I don’t think I’ve ever grown cucumbers before, and I probably wouldn’t have done so this year either were it not for the fact that I didn’t have my glasses on when I bought what I thought was a rock melon at the garden centre.
I didn’t take much notice of it until the other day when I was trying to disentangle its tentacles from the peppers, and noticed it was hiding dozens of cucumbers under its leaves. If it had been a rock melon, I’d have been happy indeed. Still, the cucumbers are most welcome and it’s gratifying to see a plant doing so well.
I read somewhere that cucumber vines usually yield around 10 cucumbers, but we’re well past the 20 mark already, and there are at least as many on the way. I’m crediting the four bags of disgusting, gluey, foul-smelling chook poo manure
The Partner dug into the garden a few months back. I think ours is a Lebanese cucumber, and I’ve since discovered that, had I not thought I was buying a rock melon, I could have chosen from about a dozen different kinds. But regardless of type, the growing requirements are pretty much the same.

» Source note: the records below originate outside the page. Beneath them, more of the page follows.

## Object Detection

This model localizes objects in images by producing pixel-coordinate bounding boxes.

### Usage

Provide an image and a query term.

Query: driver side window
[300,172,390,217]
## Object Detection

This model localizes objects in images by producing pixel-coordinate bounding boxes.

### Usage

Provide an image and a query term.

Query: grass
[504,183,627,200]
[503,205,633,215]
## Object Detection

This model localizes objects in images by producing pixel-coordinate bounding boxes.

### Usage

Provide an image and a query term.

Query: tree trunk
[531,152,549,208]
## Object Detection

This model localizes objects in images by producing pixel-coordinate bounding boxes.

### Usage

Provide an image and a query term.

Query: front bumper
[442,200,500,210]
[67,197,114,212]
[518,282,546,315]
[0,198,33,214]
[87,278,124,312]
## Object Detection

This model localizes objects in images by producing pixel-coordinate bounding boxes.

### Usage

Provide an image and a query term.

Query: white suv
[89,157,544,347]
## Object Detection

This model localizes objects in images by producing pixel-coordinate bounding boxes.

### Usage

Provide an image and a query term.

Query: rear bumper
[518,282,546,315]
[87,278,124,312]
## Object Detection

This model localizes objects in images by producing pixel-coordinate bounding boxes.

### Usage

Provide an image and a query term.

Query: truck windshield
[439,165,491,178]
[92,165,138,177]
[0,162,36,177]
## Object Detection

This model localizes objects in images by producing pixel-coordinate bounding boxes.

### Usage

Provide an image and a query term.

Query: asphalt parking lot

Although cucumbers have a climbing habit, most varieties are better grown along the ground, particularly in regions that enjoy warm to hot summers. It makes for fruit that are less water-stressed and likelier to be tender and juicy.
Sun is a must, as is regular watering, and your plants will also thank you for well-rotted manure or compost as well as some kind of potash. Many varieties tend to spread but you can find more compact types that are better suited to an urban garden.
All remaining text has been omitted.